Tuesday, December 22, 2009

Projection Jottings



New York, April 11, 1932

John Barrymore and Dolores Del Rio will appear in the main parts in a RKO-Radio picture, so far unnamed, according to an announcement by David O. Selznick. Mr. Barrymore is at present busy with “State’s Attorney,” while Miss Del Rio is working in “The Bird of Paradise.” The story selected for the two players is described as “a modern romance.”




Willie Fung, Tom Weng, Victor Wong and Wong Chung, West Coast Chinese actors, have been signed to support Richard Dix in “The Roar of the Dragon,” now in preparation by RKO-Radio Pictures. Hundreds of Chinese are to be used in extra and atmosphere bits for the film play. The picture, which deals with adventures in Manchuria, goes into early production, with Wesley Ruggles directing.




Paul Lukas, who took an important part in “Strictly Dishonorable,” has been turned over by Paramount for a new contract with Universal, it is announced.
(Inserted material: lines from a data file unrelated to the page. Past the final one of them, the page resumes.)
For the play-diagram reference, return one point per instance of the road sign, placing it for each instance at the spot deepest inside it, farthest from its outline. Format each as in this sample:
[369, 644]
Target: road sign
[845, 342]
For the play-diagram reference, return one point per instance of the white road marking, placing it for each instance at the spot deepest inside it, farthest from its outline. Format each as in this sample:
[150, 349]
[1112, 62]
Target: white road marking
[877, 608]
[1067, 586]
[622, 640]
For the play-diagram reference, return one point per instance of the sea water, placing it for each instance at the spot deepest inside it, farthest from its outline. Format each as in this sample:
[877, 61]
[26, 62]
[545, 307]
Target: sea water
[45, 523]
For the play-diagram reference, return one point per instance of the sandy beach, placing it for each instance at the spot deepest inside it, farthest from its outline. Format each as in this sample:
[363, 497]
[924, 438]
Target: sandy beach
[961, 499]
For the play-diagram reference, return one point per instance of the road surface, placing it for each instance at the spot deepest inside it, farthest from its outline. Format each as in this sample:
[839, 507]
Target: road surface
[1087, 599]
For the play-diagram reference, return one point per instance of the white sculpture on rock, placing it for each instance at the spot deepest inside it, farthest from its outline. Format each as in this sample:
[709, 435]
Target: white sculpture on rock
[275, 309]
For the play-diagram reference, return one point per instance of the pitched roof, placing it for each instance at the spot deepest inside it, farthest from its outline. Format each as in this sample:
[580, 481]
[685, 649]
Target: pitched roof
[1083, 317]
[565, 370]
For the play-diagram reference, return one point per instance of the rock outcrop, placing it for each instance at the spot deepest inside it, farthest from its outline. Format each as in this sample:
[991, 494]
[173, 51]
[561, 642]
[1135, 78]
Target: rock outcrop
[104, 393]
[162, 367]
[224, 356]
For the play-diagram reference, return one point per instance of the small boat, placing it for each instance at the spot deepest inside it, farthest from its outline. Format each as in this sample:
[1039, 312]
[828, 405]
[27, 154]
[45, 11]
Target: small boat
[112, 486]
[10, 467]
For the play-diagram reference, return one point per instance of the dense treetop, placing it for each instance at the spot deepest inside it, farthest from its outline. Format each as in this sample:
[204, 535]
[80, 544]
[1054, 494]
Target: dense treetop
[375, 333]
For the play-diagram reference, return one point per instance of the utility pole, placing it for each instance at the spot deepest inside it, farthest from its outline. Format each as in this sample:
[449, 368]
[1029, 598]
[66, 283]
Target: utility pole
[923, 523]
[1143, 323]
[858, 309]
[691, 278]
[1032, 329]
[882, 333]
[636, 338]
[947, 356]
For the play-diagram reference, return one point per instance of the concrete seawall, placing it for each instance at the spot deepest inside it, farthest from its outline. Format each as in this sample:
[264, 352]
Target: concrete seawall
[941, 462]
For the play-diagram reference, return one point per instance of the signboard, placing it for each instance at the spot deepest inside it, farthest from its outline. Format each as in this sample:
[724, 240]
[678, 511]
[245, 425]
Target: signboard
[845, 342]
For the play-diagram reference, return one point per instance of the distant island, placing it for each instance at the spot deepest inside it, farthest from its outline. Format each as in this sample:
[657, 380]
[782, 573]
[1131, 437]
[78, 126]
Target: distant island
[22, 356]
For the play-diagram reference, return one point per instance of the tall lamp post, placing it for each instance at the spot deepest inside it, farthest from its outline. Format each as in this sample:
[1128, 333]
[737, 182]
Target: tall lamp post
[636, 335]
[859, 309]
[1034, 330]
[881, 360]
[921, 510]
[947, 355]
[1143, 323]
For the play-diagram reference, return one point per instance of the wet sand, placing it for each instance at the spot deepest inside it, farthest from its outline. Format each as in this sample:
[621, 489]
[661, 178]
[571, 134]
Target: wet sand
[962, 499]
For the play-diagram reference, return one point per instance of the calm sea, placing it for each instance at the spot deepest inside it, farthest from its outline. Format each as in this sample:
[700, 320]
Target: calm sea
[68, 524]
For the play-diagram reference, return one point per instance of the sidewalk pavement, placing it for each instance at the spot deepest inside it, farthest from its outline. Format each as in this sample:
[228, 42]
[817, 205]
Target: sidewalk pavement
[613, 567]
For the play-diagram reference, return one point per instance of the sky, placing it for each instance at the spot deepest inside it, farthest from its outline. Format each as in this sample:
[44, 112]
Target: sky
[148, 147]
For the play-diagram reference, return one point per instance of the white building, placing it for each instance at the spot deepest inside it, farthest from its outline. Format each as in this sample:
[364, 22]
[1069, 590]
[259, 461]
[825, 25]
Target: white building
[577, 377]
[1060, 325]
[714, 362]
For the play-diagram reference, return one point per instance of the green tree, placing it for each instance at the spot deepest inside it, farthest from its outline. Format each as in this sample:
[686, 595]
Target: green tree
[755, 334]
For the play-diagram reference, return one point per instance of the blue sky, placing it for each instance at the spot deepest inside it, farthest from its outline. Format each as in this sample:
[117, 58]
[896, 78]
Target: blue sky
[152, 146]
His first picture will be “Zeppelin.” Carl Laemmle, Jr. says that he expects to make at least four films with Mr. Lukas in leading parts.




“Memory Lane,” an original film story by Myron C. Fagan, will be the first of six color feature pictures produced by the Photocolor Corporation, according to an announcement from the company’s studios at Irvington-on-the-Hudson.
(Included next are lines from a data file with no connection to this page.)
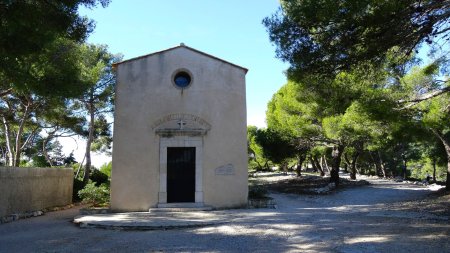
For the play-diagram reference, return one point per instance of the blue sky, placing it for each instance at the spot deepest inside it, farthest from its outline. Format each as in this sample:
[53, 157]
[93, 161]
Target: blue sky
[231, 30]
[228, 29]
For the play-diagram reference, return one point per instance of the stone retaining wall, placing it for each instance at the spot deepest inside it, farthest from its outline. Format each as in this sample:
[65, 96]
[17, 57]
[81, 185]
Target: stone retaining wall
[30, 189]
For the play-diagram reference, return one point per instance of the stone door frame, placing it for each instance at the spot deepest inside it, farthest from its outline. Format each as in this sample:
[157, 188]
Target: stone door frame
[180, 141]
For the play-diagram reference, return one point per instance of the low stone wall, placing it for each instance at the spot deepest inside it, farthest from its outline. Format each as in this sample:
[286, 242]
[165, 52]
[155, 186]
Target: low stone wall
[31, 189]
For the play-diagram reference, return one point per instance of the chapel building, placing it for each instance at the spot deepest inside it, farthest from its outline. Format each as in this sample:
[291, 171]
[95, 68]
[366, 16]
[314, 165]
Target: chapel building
[179, 132]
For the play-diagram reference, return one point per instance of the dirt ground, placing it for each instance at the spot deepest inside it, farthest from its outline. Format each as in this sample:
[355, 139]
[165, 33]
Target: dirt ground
[384, 216]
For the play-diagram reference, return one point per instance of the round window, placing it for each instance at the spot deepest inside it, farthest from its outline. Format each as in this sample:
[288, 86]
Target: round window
[182, 79]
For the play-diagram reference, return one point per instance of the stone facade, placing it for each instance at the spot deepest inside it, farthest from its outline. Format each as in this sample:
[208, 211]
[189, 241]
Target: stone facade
[154, 115]
[30, 189]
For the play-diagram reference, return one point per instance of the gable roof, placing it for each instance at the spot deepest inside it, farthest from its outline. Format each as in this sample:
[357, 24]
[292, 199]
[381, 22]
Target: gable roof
[182, 45]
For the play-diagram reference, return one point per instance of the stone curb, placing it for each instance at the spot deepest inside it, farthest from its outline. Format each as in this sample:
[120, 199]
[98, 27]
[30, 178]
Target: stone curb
[145, 227]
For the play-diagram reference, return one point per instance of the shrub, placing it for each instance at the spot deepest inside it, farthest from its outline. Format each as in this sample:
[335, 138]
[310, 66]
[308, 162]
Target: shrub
[257, 192]
[99, 177]
[96, 195]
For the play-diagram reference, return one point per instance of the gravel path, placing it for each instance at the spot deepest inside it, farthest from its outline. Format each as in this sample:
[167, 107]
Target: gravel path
[352, 220]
After a three-month vacation Ronald Colman is back in Hollywood to begin work in United Artists’ new film, “The Brothers Karamazov,” in which he will take the part of Dmitri. Mr. Colman spent the last part of his holiday in Shanghai and saw some of the fighting.




Kay Francis’s first picture for Warner Brothers, “Man Wanted,” will play a pre-release engagement at a Broadway theater beginning sometime within the next two weeks. The national release date for the new picture is April 23. It is based on an anonymous story which has been adapted for the screen by Robert Lord and is directed by William Dieterle. Others in the cast include David Manners, Andy Devine, Guy Kibbee and Una Merkel.




James Cruze has been engaged by Columbia Pictures to direct “Washington Merry-Go-Round.” Maxwell Anderson, assisted by Eugene Thackeray, is writing the screen story of the book. Mr. Cruze directed such silent pictures as “The Old Homestead,” “The Covered Wagon,” “Old Ironsides,” and “The Pony Express.” His talking pictures include “The Great Gabbo,” “Once a Gentleman,” “Salvation Nell,” “She Got What She Wanted” and “Racetrack.”




First National announces the release of four pictures during May, as follows: “The Famous Ferguson Case,” with Joan Blondell, Tom Brown and Vivienne Osborne; “The Rich Are Always With Us,” with Ruth Chatterton; “The Strange Love of Molly Louvain,” with Ann Dvorak, Richard Cromwell and Lee Tracy, and “Two Seconds,” with Edward G. Robinson.




Directorial assignments for four pictures are announced by Paramount. Richard Wallace will direct “The Crooners,” a story of radio favorites. David Burton will guide the destinies of “Come On Marines.” Marion Gering is to direct a so far unnamed film play in which Tallulah Bankhead and Gary Cooper will act the principal roles. Stuart Walker and Dudley Murphy will be co-directors of “Merton of the Talkies.”




Another S. S. Van Dine story, “The Campus Mystery,” is in production at the Vitaphone studio in Brooklyn. This is the tenth of the series of short Van Dine detective-mystery stories for the screen.




A gold loving cup was presented last week to George Arliss at Warner Brothers’ studios in Hollywood by the cast of his recently completed picture “A Successful Calamity.” The donors included Mary Astor, Evelyn Knapp, Grant Mitchell, David Torrence, William Janney, Hardie Albright, Hale Hamilton, Richard Tucker and others.




Two “Mickey Mouse” cartoons and two “Silly Symphonies” are in production at the Walt Disney studios in Hollywood. The former are to be called respectively “Mickey’s Olympics,” travesties on the forthcoming international games, and “Mickey’s Revue.” The symphonies are called “Flowers and Trees” and “Love Bugs.” A new song is out called “I’d Rather Stay Home With Mickey Mouse Than Go Out With You, You Rat.”

4 comments:

Amanda said...

Great info

GAH1965 said...

Thanks. My personal favorite line is the name of the Mickey Mouse song mentioned at the end. I'd love to hear the music for that one!

50sme said...

I sure love your posts. This is a sweet blog! Excellent information.

GAH1965 said...

Thanks! I'm glad to be able to share these stories with new generations of classic movie fans.